El pasado once de septiembre, el día en que los nacionalistas catalanes manifiestan su odio contra el resto de los españoles, colgó una enorme bandera catalana en la Sagrada Familia.
Si el papa de Roma cree conveniente que se predique y fomente el odio, porque eso hace que se acerquen más 'fieles' a los templos a rezar y poner dinero en el cepillo y decidirse a marcar la x en la casilla de Iglesia Católica, debería considerar la opción de Rahola.
En España hay más obispos y curas que fomentan el odio y lo aplauden y 'comprenden', de modo que no es una práctica infrecuente de la Iglesia Católica. Si sigue por ese camino, que inició tiempo atrás, es porque le va bien.
Las habilidades para el fomento del odio no son exclusivas de los hombres. Las mujeres tienen un gran potencial en este campo. Y de hecho, dentro de la propia Iglesia hay ejemplos. Hay monjas que en este menester dan ciento y vuelta incluso a obispos y cardenales.
Si la Iglesia aprovechara a las mujeres, nombrándolas incluso obispas y cardenalas, habría más afluencia a los templos. A mucha gente le gusta odiar.
Rahola, por ejemplo, es más joven que Sistach, tiene su público, predica el odio con mucha eficacia, es muy enfática, y además, si la nombraran a ella como sustituta de Sistach, Mas, el pobre Arturo Mas, compondría una carita de gozo cuya sola contemplación ya habría hecho que mereciese la pena el nombramiento.
Pujol acuñó una frase para la historia: Aixó es una dona. ¿Lo volvería a decir?
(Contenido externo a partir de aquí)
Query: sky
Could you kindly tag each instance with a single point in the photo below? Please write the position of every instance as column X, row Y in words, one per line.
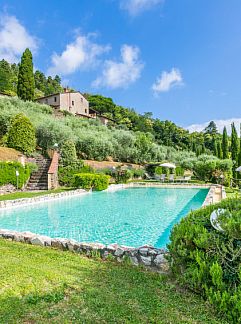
column 180, row 60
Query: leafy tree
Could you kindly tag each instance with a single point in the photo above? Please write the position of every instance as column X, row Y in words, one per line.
column 211, row 129
column 25, row 89
column 21, row 134
column 68, row 152
column 225, row 145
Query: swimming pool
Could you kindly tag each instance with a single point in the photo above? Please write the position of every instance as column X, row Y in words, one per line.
column 132, row 217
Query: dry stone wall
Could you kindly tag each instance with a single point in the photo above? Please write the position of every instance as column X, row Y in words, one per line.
column 147, row 256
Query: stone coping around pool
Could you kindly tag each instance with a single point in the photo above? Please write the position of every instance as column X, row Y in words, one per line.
column 43, row 198
column 147, row 256
column 214, row 197
column 112, row 187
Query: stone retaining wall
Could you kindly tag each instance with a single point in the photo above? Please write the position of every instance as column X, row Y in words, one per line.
column 43, row 198
column 146, row 256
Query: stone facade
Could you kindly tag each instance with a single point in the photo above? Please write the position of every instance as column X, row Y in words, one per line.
column 146, row 256
column 73, row 102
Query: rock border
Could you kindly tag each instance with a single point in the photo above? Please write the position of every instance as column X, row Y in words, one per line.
column 43, row 198
column 146, row 256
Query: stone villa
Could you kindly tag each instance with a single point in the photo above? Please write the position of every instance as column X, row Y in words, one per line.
column 73, row 102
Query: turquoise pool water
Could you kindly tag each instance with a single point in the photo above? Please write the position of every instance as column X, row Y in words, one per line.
column 132, row 217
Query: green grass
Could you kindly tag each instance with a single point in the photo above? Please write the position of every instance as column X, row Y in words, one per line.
column 24, row 194
column 43, row 285
column 233, row 192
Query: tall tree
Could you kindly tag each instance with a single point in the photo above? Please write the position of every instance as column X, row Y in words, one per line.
column 25, row 89
column 239, row 153
column 215, row 146
column 225, row 147
column 219, row 150
column 234, row 146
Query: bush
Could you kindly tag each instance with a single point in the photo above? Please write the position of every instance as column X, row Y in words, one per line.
column 8, row 173
column 91, row 181
column 21, row 135
column 179, row 171
column 208, row 261
column 68, row 152
column 162, row 170
column 67, row 173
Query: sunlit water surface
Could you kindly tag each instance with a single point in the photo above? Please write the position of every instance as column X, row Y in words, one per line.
column 132, row 217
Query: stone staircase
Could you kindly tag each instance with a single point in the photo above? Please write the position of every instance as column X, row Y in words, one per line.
column 39, row 179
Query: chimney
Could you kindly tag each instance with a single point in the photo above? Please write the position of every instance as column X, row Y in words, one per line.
column 66, row 90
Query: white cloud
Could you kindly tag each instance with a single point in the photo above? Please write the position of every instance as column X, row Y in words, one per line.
column 82, row 53
column 220, row 125
column 135, row 7
column 14, row 39
column 167, row 81
column 121, row 74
lunes, 15 de septiembre de 2014

Javier Cercas y Escocia

Con el vano empeño de convencer a los nacionalistas catalanes, Cercas, en un artículo titulado 'Escocia y nosotros', desgrana las diferencias que encuentra entre los casos escocés y catalán.
El intento es vano porque los nacionalistas no atienden a razones. Todo lo interpretan del modo que más conviene a su causa y a todo saben darle la vuelta. Si se les dice que se van a arruinar no se lo creen hasta que la ruina sea una realidad. La ceguera es tal que muchos de los nacionalistas catalanes son de izquierda, a pesar de que la izquierda y el nacionalismo son incompatibles.
Entre Cataluña y Escocia las diferencias son muchas, comenzando por el hecho de los escoceses son demócratas y los catalanes no, pero las similitudes también son muchas, comenzando por el hecho de que los nacionalistas miran hacia atrás y no hacia delante. Miran hacia atrás y lo que ven es quimérico, aunque lo ven en un caso tenga más base cierta que en el otro. La historia sirve para no repetir errores, no para enorgullecerse y mucho menos para inventarla.
Si en Escocia va a haber referéndum no es porque el Reino Unido carezca de Constitución, o porque los británicos sean más demócratas, que lo son, sino porque Cameron cometió un error de cálculo que les puede salir muy caro a los británicos.
Por otro lado, es normal que crezca el euroescepticismo en la Gran Bretaña, dado que la crisis ha puesto de manifiesto las grandes diferencias que hay dentro de la Unión Europea y que todavía no ha salido un líder que sepa explicar en qué consiste ésta. Y no es que la cultura británica busque inclinar a la GB hacia el modelo estadounidense, sino que éste sería el modelo de la GB aunque no existieran los EE.UU. El Reino Unido se integrará plenamente en la Unión Europea cuando ésta tenga un rumbo definido. Son los nacionalismos los que lo dificultan.